Military: Rockets fired from Gaza land in southern Israel
JERUSALEM (AP) — The Israeli military said Palestinian militants in the Gaza Strip fired a rocket into southern Israel on Saturday evening.
The rocket landed and exploded in an open area, setting off alarm sirens in the Nahal Oz community east of Gaza City.
There were no reports of casualties or damage. The Israeli military usually responds to such rocket fire with air strikes in the Hamas-ruled Gaza Strip, raising the possibility of further violence just before the Muslim holy month of Ramadan.
The rocket attack comes a day before Israeli and Palestinian officials are due to meet in Egypt in a US-backed effort to defuse violence that has soared especially in the West Bank and East Jerusalem for nearly a year.
The meeting in the Red Sea resort city of Sharm el-Sheikh follows on from last month’s meeting in Jordan with the same purpose. However, deadly Israeli incursions into the West Bank and Palestinian attacks have continued since the February 26 meeting in Aqaba. Since then, twenty-three Palestinians and three Israelis have been killed in the ongoing massacre.

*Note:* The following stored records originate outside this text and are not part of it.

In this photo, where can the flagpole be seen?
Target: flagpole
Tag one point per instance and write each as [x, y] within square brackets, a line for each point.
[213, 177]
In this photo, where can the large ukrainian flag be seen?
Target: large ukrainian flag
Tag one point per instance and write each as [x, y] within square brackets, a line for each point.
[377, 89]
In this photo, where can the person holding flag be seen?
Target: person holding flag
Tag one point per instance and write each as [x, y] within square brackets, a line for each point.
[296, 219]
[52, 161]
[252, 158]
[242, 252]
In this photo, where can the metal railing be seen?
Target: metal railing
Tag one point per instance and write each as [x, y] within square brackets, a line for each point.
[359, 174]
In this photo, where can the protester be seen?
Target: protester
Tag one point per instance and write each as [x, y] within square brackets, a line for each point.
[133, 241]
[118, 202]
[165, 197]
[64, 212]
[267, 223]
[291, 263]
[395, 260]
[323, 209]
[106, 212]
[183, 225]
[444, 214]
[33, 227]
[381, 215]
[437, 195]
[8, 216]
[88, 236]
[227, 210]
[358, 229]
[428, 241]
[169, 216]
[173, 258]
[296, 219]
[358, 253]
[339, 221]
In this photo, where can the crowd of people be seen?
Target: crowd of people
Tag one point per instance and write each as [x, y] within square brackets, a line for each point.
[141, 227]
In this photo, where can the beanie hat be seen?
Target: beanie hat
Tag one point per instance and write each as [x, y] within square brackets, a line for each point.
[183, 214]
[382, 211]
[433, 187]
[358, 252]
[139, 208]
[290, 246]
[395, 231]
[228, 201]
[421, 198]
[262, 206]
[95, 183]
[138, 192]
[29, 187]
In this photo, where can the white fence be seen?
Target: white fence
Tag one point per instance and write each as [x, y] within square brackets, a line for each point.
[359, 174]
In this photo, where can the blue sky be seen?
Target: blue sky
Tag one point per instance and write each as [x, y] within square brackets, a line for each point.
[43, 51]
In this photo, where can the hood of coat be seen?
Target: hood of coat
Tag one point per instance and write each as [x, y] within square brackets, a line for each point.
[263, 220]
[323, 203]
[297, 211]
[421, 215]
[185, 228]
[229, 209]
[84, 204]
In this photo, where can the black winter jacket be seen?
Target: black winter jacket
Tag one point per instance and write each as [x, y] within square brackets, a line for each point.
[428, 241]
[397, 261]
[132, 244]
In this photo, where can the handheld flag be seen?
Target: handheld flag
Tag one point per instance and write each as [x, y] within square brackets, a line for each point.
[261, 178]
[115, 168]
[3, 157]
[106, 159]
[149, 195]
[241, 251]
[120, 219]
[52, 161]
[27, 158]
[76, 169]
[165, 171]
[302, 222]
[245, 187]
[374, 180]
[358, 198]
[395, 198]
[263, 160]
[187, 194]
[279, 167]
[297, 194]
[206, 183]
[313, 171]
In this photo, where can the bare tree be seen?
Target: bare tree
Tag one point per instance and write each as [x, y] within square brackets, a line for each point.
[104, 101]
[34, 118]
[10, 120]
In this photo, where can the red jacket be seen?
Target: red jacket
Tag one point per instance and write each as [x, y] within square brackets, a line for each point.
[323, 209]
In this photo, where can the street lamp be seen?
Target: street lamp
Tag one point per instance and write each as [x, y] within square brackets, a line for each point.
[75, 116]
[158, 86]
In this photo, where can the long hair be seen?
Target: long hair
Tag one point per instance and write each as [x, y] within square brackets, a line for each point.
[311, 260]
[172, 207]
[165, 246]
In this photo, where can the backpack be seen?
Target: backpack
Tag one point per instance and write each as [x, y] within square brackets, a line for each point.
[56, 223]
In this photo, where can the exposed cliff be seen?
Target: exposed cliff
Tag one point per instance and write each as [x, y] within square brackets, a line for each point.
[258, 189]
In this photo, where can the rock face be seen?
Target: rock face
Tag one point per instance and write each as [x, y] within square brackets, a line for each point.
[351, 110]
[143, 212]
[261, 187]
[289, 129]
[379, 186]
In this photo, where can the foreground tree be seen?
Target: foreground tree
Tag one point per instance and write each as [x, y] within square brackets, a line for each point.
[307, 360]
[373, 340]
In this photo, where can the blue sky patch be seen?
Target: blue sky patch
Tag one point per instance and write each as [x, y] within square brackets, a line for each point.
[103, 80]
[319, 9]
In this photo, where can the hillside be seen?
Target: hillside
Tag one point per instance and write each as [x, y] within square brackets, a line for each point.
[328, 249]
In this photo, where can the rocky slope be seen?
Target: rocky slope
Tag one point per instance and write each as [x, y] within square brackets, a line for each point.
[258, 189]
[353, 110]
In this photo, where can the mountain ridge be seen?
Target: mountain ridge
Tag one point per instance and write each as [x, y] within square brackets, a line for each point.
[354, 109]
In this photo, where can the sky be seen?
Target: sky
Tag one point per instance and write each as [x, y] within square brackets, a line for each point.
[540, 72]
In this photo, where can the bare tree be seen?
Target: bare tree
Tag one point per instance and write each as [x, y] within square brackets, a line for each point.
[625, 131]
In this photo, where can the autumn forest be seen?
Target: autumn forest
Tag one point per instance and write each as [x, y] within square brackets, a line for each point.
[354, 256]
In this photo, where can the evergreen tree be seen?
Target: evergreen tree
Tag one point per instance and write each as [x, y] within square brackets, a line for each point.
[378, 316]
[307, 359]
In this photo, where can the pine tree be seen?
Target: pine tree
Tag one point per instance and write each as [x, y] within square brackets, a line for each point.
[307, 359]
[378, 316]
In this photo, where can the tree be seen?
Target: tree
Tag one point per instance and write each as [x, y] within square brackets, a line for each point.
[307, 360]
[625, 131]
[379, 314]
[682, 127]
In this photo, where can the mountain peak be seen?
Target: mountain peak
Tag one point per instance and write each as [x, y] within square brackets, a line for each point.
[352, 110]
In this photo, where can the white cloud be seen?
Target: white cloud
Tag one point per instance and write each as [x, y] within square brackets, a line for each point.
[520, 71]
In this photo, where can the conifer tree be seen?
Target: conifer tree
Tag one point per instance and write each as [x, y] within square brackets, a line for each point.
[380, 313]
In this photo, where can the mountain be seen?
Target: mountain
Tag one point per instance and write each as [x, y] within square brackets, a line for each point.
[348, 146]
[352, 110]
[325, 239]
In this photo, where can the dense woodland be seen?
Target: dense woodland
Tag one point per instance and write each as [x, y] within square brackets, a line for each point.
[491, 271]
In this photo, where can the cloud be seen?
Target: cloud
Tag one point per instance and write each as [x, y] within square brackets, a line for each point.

Since the beginning of this year, 85 Palestinians have been killed by Israeli fire. Palestinian attacks on Israelis killed 14 people in the same period.

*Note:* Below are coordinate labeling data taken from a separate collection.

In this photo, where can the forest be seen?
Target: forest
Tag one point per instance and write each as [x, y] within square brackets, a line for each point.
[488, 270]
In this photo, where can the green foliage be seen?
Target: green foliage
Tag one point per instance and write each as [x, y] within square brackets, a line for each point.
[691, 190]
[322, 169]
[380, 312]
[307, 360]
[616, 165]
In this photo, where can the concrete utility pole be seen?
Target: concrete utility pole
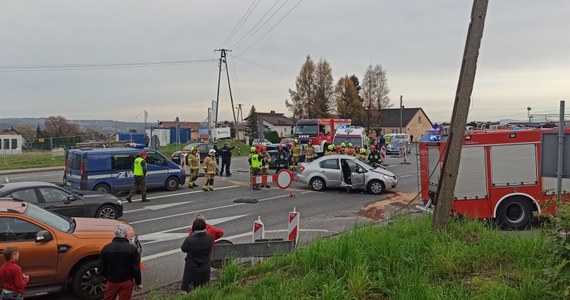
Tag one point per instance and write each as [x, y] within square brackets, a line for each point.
[224, 61]
[452, 155]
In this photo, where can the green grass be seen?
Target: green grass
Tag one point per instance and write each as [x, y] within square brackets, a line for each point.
[406, 260]
[35, 159]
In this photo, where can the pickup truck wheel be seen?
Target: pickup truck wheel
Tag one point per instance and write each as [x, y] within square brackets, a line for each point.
[87, 282]
[106, 212]
[171, 183]
[102, 188]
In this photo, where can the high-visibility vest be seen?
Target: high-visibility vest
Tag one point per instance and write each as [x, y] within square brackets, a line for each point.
[255, 161]
[137, 167]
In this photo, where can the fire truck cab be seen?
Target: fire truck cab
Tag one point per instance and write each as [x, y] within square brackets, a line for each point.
[499, 175]
[319, 131]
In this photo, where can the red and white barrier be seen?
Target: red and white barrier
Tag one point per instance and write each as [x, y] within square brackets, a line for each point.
[258, 230]
[283, 178]
[293, 226]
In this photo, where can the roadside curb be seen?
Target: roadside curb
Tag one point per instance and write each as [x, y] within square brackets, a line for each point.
[31, 170]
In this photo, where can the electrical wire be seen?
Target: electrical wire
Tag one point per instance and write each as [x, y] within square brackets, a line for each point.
[270, 29]
[247, 36]
[67, 67]
[241, 22]
[263, 66]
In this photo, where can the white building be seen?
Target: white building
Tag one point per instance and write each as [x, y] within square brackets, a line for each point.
[11, 144]
[273, 121]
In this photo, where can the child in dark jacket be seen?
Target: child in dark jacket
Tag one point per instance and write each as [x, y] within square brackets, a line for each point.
[11, 278]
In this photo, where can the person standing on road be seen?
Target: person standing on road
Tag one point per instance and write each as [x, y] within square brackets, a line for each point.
[226, 155]
[265, 161]
[194, 165]
[254, 165]
[12, 279]
[119, 264]
[197, 264]
[210, 167]
[139, 173]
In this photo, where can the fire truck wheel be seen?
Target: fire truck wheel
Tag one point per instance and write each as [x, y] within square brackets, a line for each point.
[515, 213]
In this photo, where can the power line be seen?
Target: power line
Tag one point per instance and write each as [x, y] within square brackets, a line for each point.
[241, 22]
[263, 66]
[67, 67]
[247, 36]
[275, 25]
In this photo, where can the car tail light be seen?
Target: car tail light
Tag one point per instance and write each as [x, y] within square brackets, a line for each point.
[83, 167]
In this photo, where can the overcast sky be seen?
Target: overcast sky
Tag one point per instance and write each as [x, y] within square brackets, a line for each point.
[524, 59]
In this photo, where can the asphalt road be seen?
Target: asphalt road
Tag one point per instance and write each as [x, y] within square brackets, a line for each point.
[163, 223]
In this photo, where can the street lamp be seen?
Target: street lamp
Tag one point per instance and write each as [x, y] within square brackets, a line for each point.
[528, 113]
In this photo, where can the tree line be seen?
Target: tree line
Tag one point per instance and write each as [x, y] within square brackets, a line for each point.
[316, 96]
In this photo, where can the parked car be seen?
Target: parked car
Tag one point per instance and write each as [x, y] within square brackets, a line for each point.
[325, 172]
[203, 149]
[63, 201]
[110, 170]
[57, 251]
[261, 141]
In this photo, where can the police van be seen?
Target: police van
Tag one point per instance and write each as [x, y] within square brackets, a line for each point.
[110, 170]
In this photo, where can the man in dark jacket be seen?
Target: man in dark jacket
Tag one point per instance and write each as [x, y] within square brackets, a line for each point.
[226, 155]
[119, 263]
[197, 248]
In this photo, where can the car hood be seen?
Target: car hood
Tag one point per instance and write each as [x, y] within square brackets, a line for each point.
[92, 228]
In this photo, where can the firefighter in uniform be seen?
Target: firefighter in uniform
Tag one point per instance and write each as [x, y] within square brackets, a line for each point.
[341, 148]
[254, 165]
[309, 152]
[362, 155]
[194, 165]
[330, 150]
[295, 154]
[210, 167]
[265, 160]
[374, 156]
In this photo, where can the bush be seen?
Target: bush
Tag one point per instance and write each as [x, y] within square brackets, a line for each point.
[558, 270]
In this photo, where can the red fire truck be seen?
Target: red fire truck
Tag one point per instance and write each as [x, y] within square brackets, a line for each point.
[319, 131]
[499, 175]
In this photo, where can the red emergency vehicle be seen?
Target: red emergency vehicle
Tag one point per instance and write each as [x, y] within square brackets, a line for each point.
[319, 131]
[499, 175]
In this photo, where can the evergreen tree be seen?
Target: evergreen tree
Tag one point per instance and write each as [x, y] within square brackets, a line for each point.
[252, 125]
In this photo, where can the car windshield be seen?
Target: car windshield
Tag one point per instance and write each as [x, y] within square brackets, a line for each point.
[54, 220]
[310, 129]
[354, 140]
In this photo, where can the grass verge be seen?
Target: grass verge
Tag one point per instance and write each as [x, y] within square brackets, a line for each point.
[35, 159]
[406, 260]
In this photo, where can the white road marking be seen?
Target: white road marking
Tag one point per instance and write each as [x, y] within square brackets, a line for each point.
[183, 193]
[209, 209]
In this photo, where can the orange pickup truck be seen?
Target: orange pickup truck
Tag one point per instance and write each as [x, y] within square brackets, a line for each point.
[56, 251]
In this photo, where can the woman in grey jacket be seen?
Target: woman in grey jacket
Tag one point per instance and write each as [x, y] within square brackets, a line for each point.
[197, 248]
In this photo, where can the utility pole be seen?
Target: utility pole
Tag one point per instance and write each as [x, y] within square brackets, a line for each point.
[401, 113]
[224, 61]
[452, 154]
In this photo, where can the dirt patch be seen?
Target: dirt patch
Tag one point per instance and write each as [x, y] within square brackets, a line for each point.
[379, 210]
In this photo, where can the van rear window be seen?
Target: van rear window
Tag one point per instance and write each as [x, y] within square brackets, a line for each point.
[74, 161]
[123, 161]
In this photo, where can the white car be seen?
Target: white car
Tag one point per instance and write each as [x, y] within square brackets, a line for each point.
[326, 172]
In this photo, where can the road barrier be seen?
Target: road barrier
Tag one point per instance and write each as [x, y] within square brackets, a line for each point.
[258, 230]
[293, 226]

According to a tally by the Associated Press, about half of the Palestinians killed this year were affiliated with militant groups. Israel says most of the dead were militants. But young stone-throwers protesting the raids, some in their early teens, and others not involved in the clashes, including three men over the age of 60, were also killed.

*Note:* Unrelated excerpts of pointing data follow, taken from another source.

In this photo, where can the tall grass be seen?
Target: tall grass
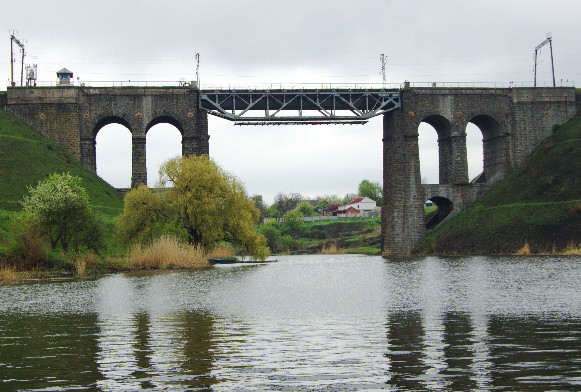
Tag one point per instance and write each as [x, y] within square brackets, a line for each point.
[330, 249]
[167, 253]
[8, 275]
[221, 252]
[572, 250]
[525, 250]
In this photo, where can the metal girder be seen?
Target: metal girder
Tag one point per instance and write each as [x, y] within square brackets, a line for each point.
[299, 106]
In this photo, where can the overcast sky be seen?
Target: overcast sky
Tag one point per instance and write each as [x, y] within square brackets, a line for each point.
[249, 43]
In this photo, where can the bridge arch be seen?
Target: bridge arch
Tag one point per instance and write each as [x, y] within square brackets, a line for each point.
[108, 120]
[445, 208]
[495, 147]
[165, 119]
[164, 140]
[452, 158]
[112, 138]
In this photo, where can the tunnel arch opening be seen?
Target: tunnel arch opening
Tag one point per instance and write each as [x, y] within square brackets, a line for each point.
[495, 148]
[434, 165]
[164, 141]
[445, 207]
[113, 149]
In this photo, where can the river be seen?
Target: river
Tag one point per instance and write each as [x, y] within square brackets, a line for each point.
[318, 322]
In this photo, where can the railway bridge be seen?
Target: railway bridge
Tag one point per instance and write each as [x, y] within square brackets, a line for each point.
[512, 120]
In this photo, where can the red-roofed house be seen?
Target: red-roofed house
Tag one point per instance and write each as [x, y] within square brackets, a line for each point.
[361, 206]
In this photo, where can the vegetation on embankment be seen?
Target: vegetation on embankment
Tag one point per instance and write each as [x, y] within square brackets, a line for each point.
[345, 235]
[538, 204]
[27, 157]
[28, 246]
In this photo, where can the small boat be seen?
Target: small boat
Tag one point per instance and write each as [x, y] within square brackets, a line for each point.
[237, 261]
[223, 261]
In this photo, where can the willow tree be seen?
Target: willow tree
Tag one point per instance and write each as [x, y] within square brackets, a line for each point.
[203, 200]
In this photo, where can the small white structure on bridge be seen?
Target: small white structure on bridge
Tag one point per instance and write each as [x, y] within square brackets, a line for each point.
[64, 77]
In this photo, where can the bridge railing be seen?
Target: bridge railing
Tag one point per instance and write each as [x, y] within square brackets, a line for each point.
[302, 86]
[118, 83]
[562, 83]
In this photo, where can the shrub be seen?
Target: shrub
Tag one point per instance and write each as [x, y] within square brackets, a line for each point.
[221, 252]
[167, 252]
[26, 248]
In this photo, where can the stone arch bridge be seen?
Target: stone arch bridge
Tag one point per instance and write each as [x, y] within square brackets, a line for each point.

Nearly 150 Palestinians were killed in the West Bank and East Jerusalem in 2022, making it the deadliest year in those areas since 2004, according to leading Israeli rights group B’Tselem. Palestinian attacks on Israelis during the same period killed 30 people.
Israel conquered the West Bank, Gaza Strip and East Jerusalem in the 1967 Middle East war. Palestinians seek those territories for their future independent state.